Le système jaune utilise les calculs de base du calendrier Kalachakra et, sous cet angle, diffère totalement dans sa structure du calendrier classique chinois actuel. Néanmoins, la façon dont il double certains mois est très semblable, bien que pas toujours équivalente, à celle utilisée dans le système chinois. Contrairement à d’autres systèmes indiens et tibétains, lesquels comportent tous des jours doublés et retranchés du mois lunaire, le calendrier issu du mode élargi de calcul chinois, tel le calendrier chinois, n’a pas cette caractéristique. Les mois ont 29 ou 30 jours, numérotés consécutivement et déterminés selon plusieurs traditions de calcul. Bien qu’elles coïncident souvent, les dates pour le début de chaque mois ne correspondent pas toujours avec celles du calendrier classique chinois ou avec celles des systèmes Pugpa ou Tsurpu.
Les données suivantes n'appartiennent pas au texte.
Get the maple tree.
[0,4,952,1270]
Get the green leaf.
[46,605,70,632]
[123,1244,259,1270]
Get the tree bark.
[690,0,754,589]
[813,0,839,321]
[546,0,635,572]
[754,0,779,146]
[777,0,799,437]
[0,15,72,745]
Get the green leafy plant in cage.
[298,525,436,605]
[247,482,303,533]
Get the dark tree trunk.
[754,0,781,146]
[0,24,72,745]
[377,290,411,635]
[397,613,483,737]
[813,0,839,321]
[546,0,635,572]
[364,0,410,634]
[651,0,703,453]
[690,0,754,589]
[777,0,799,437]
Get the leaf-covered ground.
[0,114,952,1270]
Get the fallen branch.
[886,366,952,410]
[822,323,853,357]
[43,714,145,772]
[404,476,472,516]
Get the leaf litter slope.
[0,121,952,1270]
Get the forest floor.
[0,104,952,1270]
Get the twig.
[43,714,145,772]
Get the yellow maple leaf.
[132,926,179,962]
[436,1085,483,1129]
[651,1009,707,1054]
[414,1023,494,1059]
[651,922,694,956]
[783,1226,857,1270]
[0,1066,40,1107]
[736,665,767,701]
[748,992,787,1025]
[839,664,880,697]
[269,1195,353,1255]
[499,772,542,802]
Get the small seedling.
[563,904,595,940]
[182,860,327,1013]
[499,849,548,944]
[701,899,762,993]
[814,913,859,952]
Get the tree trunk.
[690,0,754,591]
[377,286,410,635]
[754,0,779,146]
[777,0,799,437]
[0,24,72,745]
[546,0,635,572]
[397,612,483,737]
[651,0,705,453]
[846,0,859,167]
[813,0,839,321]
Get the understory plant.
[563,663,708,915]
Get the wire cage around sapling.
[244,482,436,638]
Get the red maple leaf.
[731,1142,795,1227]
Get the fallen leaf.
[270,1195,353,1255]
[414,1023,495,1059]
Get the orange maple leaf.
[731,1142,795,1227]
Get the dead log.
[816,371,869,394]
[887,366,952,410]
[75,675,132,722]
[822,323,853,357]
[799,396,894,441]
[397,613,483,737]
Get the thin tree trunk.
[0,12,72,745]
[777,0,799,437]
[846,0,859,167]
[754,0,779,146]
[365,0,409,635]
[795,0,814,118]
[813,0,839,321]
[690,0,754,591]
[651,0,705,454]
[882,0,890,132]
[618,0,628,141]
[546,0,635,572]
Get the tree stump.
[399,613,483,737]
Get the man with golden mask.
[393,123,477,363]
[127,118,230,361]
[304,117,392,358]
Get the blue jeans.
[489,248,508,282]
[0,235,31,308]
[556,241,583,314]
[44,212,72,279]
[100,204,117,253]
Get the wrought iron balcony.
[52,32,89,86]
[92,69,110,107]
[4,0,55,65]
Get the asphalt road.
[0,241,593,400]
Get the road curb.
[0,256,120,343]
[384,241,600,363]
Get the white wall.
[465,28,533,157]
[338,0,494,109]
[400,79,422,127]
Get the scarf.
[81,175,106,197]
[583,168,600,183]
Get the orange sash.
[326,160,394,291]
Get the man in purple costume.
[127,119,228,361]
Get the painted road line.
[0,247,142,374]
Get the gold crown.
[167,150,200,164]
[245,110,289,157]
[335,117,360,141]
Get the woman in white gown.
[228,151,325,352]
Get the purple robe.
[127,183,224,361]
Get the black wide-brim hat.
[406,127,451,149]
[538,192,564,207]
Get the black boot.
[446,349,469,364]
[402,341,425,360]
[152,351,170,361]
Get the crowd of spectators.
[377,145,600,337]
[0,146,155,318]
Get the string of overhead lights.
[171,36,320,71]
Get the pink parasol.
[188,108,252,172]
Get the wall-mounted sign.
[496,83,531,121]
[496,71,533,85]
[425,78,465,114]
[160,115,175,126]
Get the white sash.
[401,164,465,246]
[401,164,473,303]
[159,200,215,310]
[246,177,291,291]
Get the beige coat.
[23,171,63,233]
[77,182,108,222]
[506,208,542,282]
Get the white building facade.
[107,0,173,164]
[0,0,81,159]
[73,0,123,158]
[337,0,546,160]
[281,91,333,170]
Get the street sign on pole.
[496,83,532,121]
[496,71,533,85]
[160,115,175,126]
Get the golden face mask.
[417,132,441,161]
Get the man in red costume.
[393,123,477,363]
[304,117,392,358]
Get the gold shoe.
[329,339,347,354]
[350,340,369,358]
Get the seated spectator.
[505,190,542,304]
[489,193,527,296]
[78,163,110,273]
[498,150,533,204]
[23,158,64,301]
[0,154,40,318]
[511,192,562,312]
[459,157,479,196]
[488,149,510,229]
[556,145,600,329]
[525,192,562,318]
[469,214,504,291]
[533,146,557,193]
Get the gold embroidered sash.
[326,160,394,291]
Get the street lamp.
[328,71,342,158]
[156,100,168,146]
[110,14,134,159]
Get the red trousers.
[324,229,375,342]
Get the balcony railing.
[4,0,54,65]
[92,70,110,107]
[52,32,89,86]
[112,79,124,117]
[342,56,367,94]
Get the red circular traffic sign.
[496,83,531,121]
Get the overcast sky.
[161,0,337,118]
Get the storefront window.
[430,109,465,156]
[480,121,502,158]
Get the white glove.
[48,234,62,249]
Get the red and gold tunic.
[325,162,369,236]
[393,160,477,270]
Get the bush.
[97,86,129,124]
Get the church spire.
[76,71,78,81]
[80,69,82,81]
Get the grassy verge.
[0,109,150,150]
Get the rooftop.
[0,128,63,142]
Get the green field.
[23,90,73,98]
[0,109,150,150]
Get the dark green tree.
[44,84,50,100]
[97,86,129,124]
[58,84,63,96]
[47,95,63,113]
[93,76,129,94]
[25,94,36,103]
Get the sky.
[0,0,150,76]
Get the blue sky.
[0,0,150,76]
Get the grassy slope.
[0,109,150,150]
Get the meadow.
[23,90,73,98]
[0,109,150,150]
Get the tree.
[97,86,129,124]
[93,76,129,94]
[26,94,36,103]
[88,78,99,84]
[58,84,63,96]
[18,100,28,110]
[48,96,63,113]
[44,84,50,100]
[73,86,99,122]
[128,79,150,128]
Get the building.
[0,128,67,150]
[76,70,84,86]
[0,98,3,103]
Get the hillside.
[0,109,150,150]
Il existe un certain nombre de différences entre les lignées Pugpa de Mongolie Intérieure et celles du Tibet Central, par exemple dans la manière de doubler les mois. Le calendrier de Mongolie Intérieure est établi selon le système jaune, tandis que les données de ce système sont simplement inclues dans le calcul des almanachs Pugpa du Tibet Central. L’emploi principal des calculs jaunes est utilisé pour faire la prévision « Bœuf de Terre » des conditions météorologiques et des conditions générales pour l’année.
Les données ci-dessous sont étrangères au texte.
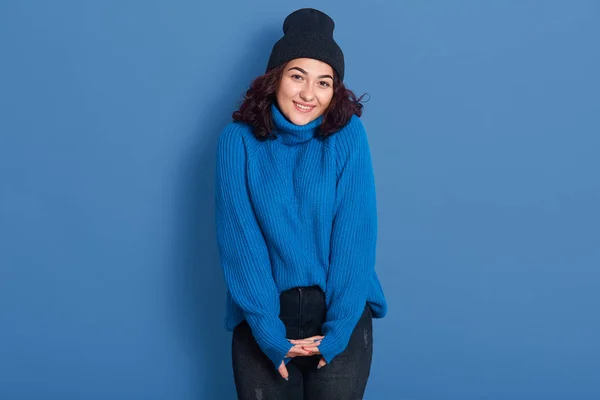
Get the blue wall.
[0,0,600,400]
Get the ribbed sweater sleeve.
[319,116,377,363]
[216,123,292,368]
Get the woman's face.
[276,58,333,125]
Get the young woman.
[216,9,387,400]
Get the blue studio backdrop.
[0,0,600,400]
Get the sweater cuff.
[319,332,348,364]
[248,319,294,369]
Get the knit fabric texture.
[215,103,387,368]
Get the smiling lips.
[294,102,316,113]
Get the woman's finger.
[317,357,327,369]
[278,361,290,381]
[302,346,321,355]
[288,339,321,346]
[304,335,325,341]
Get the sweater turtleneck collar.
[271,102,323,146]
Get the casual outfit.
[231,286,373,400]
[216,9,387,400]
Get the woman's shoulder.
[218,121,258,155]
[329,114,369,155]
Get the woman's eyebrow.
[288,67,333,80]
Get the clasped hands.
[278,335,327,380]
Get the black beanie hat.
[267,8,344,80]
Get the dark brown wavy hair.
[232,64,364,140]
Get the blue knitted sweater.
[216,103,387,368]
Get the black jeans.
[232,286,373,400]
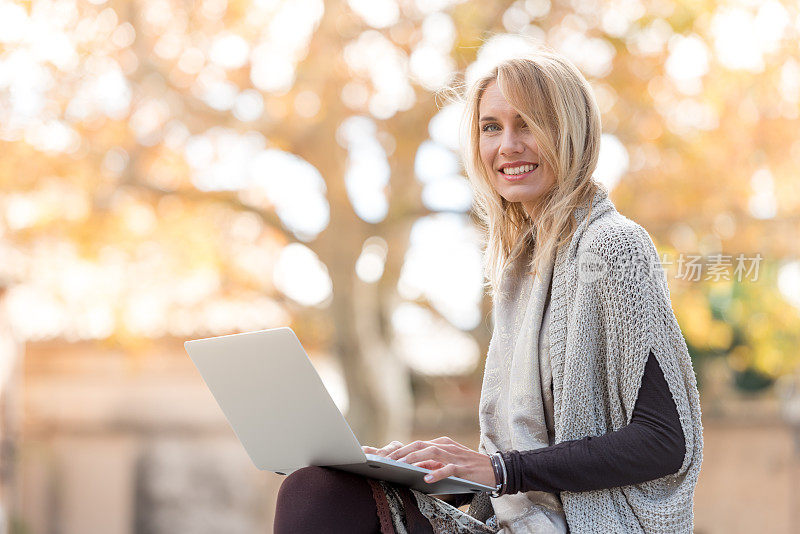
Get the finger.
[389,441,431,460]
[398,445,455,464]
[425,464,458,484]
[414,460,447,471]
[431,436,471,450]
[375,441,403,456]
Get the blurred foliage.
[0,0,800,400]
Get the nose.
[498,128,525,156]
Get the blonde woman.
[275,51,702,534]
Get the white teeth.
[500,163,539,174]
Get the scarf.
[479,231,567,534]
[479,186,703,534]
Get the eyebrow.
[478,113,522,122]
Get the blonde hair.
[462,49,602,300]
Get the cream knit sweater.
[532,189,703,534]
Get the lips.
[497,163,539,182]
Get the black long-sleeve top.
[501,351,686,493]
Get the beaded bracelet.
[489,452,507,497]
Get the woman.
[275,51,702,534]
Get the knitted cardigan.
[536,187,703,534]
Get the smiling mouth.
[498,163,539,182]
[500,163,539,176]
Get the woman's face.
[478,82,555,217]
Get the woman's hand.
[384,437,495,486]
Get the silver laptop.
[184,328,494,495]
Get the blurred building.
[14,341,280,534]
[9,340,800,534]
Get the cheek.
[479,143,495,170]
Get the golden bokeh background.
[0,0,800,534]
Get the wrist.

Les Mongols khalkhas de Mongolie de même que les Bouriates et les Touvains suivent une variante de la tradition Pugpa connue sous le nom de néo-Geden ou Nouvelle Lignée positive (dGe-ldan gsar-lugs). Elle fut initiée en 1786 par Sumpa Kenpo Yeshe Paljor (Sum-pa mKhan-po Yes-shes dpal-‘byor), un maître mongol mongour en médecine et en astrologie, originaire de l’Amdo. Ce système s’appuie sur les commentaires du Kalachakra du XVe siècle de Kedrub Je (mkhas-grub rJe dGe-legs dpal-bzang). La majorité des calculs suivent les mêmes règles que celles du système Pugpa, et les cycles de 60 ans sont comptés de la même façon. Cependant, malgré le fait que le cycle « remarquable » de 60 ans commence par une année Lièvre de Feu femelle, le point de départ retenu pour les calculs d’une période de 60 ans est celui de l’année Cheval de Feu mâle, soit la quarantième année du cycle. Ceci parce que le Bouddha Shakyamouni est né une telle année. À cause de cette différence, le calendrier mongol s’avère être unique en son genre.

Le système Bön d’astrologie est appelé « purs calculs des trois analyses » (dpyad-gsum dag-rtsis). Bien que les Bönpos considère leur système comme le plus ancien, bien antérieur à tous les systèmes bouddhiques, sa codification sous forme textuelle fut effectuée par les soins de Kyongtrul Jigme Namkey Dorje (sKyong-sprul ‘Jig-med nam-mkha’i rdo-rje) (c. 1880-1953). Ce système comporte des calculs purs extérieurs, intérieurs, secrets et très secrets. Les calculs extérieurs et intérieurs correspondent à la tradition Pugpa, avec seulement quelques variations mineures et une approche légèrement différente pour certains calculs. Les calculs secrets et très secrets disposent de calculs plus précis que les extérieurs et les intérieurs. Pour le reste, le calendrier Bön est exactement le même que le calendrier Pugpa.

Les différences entre ces systèmes tibétains apparaissent le plus clairement dans la façon dont le calendrier lunaire se raccorde au calendrier solaire. Pour en prendre la mesure, on doit débattre du calendrier tibétain lui-même, lequel découle principalement du Tantra de Kalachakra.